Saadia Afridi (DC5) presented her paper “Unveiling the Impact of Drone Noise on Wildlife: A Crucial Research Imperative“. Her comprehensive literature review revealed significant gaps in understanding how drone noise affects wildlife behaviour and ecosystems. Highlights from her research include:
- Wildlife Impacts: Drone noise induces stress, disrupts communication, and leads to habitat avoidance in various species.
- Innovative Solutions: Proposing quieter drones and biomimetic designs to minimise disruptions.
- Ethical Considerations: Emphasising value-sensitive design principles to align technological advancements with wildlife conservation goals.
- Future Directions: Advocating for global collaboration and standardised testing frameworks to guide responsible drone use in wildlife research and conservation.
Edouard Rolland (DC6) discussed his paper “Autonomous UAV Volcanic Plume Sampling Based on Machine Vision and Path Planning,” which originated from his master’s thesis project at the University of Bristol. His key contributions include:
- Machine Vision Model: Development of a YOLOv8 object detection model with an average precision of 90.7%.
- Path Planning Algorithm: Generating sampling trajectories for dual interceptions of volcanic eruptions.
- Simulation Validation: Validating the methodology through software-in-the-loop simulations.
This research advances UAV autonomy in volcanic plume sampling, reducing pilot cognitive load and improving the robustness of in-situ measurements.
Guy Maalouf presented his paper, “Airspace Situational Awareness: Proposed Airspace Safety Concepts & State-of-the-art Review of UAS Aircraft Detection Technologies.” Where he introduced two new concepts: System Configurations and Operational Classes.
System Configurations can be further divided into:
- Data Systems: Network Data System (broad communication via the internet) and Direct Data System (direct communication between users).
- Decision-Making Frameworks: Centralised Decision Making (single entity) versus Decentralised Decision Making (autonomous decisions by each UAS).
Operational Classes encompasses:
- High-Density Airspace: Urban areas with high traffic volumes requiring advanced safety systems.

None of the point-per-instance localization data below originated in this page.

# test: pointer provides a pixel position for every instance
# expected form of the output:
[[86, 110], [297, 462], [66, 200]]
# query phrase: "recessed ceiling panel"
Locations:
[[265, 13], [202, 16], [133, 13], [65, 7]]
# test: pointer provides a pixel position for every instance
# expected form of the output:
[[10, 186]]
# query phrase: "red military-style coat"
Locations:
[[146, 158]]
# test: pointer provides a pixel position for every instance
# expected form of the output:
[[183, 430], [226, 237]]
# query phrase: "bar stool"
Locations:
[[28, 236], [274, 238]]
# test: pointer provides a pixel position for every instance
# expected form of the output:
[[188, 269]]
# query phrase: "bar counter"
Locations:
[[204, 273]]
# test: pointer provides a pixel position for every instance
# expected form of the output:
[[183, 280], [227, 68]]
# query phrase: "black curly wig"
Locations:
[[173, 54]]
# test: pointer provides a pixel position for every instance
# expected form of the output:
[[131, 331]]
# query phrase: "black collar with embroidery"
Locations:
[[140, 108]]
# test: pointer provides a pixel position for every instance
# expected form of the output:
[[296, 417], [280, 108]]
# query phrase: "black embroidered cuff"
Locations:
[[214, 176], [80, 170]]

- Area-Specific Operation: Low traffic density regions necessitating tailored safety measures.
- Low-Density Airspace: Minimal traffic areas prioritising cost-effective safety solutions.
The key insight is that airspace situational awareness requires segmenting the problem into discrete operational classes and selecting optimal system configurations for each.
During the conference, our DCs engaged in extensive networking activities, meeting professionals from various backgrounds. They also had the opportunity to introduce the WildDrone network, which garnered significant interest, paving the way for potential future collaborations.